BC Timber Sales (BCTS) removed more than 50 hectares of old-growth forest from its harvesting plans for Mount Elphinstone last week after failing to receive any bids from logging contractors.

Elphinstone Logging Focus (ELF) announced the removal of the four Dakota Bowl cutblocks from the BCTS notice list after BCTS forest manager Don Hudson contacted the group on Nov. 21, the closing date for bids.

“We did not receive any bids today.

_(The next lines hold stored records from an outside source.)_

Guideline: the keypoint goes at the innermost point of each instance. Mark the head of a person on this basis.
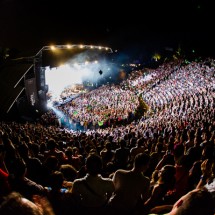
(167, 175)
(198, 202)
(141, 160)
(15, 204)
(94, 164)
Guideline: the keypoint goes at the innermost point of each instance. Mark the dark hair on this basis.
(141, 159)
(94, 164)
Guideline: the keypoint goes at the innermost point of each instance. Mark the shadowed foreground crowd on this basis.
(163, 163)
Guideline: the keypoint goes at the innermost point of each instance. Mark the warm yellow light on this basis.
(52, 47)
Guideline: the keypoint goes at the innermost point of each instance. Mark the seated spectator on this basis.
(131, 187)
(93, 190)
(166, 182)
(16, 204)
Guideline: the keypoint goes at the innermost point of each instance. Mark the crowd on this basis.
(162, 162)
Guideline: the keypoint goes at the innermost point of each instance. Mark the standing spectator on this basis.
(131, 187)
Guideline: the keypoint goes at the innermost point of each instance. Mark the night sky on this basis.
(135, 25)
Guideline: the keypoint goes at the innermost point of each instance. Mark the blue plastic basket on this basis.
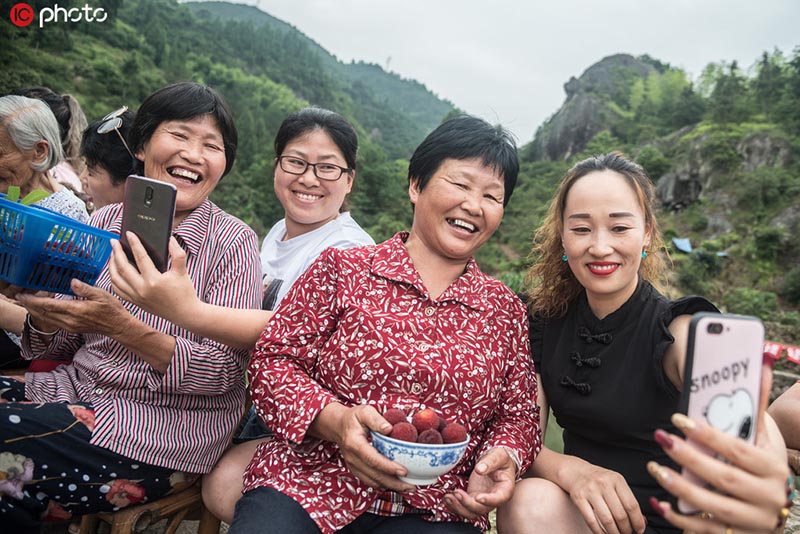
(42, 249)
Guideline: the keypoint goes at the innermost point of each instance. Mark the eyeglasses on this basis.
(322, 170)
(112, 122)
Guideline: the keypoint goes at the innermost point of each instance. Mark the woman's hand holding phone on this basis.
(747, 485)
(170, 295)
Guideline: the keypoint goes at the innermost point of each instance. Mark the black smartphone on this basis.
(722, 379)
(148, 208)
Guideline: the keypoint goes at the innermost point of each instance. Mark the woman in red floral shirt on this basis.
(411, 323)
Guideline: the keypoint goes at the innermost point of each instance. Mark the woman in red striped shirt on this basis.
(145, 406)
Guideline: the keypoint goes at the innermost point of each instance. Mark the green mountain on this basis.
(723, 151)
(396, 112)
(264, 67)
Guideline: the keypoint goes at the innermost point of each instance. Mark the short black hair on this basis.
(466, 137)
(184, 101)
(311, 118)
(106, 150)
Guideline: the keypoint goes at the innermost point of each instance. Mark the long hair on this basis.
(549, 282)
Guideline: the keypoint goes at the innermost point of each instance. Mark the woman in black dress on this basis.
(609, 351)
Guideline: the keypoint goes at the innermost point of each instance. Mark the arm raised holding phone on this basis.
(172, 296)
(749, 490)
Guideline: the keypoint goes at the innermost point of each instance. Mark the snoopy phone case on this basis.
(722, 377)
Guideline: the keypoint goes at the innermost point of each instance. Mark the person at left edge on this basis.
(145, 406)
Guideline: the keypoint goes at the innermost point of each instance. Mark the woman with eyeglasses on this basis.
(410, 323)
(107, 157)
(146, 406)
(314, 171)
(30, 147)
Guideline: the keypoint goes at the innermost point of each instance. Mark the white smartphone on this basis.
(722, 379)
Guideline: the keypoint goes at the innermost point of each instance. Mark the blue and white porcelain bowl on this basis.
(424, 462)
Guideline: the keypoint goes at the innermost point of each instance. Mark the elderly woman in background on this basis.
(71, 123)
(145, 405)
(107, 158)
(29, 148)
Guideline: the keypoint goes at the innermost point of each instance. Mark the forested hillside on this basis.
(723, 151)
(723, 148)
(264, 68)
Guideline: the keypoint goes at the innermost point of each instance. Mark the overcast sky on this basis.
(507, 60)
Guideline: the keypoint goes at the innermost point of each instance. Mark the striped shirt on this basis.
(182, 419)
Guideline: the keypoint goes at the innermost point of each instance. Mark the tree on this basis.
(728, 102)
(768, 84)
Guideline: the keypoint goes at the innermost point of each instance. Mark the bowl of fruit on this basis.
(426, 445)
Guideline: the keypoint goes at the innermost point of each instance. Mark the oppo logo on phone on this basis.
(148, 209)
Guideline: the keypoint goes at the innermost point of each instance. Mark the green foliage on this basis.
(769, 242)
(654, 161)
(720, 150)
(729, 98)
(697, 271)
(791, 286)
(747, 301)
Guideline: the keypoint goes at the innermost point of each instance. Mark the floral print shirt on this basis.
(359, 327)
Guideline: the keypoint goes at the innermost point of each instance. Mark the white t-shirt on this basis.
(284, 261)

We will likely retender next spring,” Hudson wrote ELF in an email.

Ross Muirhead of ELF said the group was not surprised that logging companies took a pass on the four cutblocks.

“We always thought the road-building in there was pretty extreme, and since the contractor would have to pay for it, it could be very expensive,” Muirhead said. “I think the contractors looked at the road-building plan and just gave up on it because of a lot of the unknown factors related to building on such steep slopes.”

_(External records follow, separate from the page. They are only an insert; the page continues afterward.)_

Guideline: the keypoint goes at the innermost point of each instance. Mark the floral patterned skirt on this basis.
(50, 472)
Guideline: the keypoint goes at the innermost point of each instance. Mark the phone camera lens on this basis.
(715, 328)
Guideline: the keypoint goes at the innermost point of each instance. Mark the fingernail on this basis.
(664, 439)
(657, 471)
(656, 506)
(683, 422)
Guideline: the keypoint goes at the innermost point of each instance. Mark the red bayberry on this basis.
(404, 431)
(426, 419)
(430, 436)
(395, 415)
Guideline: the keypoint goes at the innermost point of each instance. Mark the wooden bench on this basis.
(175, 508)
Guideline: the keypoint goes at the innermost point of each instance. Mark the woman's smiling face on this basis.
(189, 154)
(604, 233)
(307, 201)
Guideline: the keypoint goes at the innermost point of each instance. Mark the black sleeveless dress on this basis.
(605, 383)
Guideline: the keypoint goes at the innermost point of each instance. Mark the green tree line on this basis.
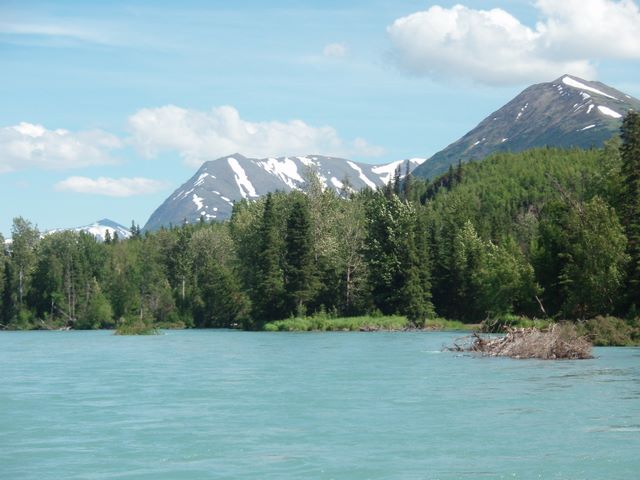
(551, 233)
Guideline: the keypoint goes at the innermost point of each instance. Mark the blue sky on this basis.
(107, 107)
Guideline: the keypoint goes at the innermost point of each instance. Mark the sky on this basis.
(108, 107)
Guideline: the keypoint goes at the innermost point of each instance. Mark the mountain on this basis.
(210, 193)
(568, 112)
(99, 229)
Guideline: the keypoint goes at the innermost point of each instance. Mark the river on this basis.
(216, 404)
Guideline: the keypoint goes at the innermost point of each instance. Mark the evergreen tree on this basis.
(299, 267)
(268, 297)
(25, 238)
(630, 153)
(220, 302)
(3, 260)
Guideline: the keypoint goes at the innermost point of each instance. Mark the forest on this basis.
(546, 233)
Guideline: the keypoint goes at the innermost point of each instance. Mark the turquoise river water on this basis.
(234, 405)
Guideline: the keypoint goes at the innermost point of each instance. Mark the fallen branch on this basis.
(559, 341)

Muirhead said ELF would continue to lobby to have the cutblocks permanently removed from BCTS’s harvesting plans and was awaiting a report on bear dens in Dakota Bowl after a Ministry of Environment biologist surveyed the area last month.

The group said it has also discovered culturally modified trees and record-sized mountain hemlocks in Dakota Bowl, with ELF member Hans Penner calling it “the largest remaining old-growth forest of its type, at this elevation, on the Sunshine Coast.”

Among the area’s natural treasures, Muirhead said the group discovered the widest known mountain hemlock in the province, at 6.63 metres in circumference. The Ministry of Forests’ big tree registry lists the next widest mountain hemlock, found on Hollyburn Mountain, at 5.99 metres.

In late October, after heavy lobbying by ELF and other groups, BCTS announced it was dropping the 15-hectare cutblock known as the Roberts Creek headwaters ancient forest from its future harvesting plans due to its “unique ecological/cultural attributes.”

At the time, BCTS planning forester Norm Kempe said logging plans for the remaining four cutblocks addressed concerns about slope stability and impacts on the Dakota Creek watershed.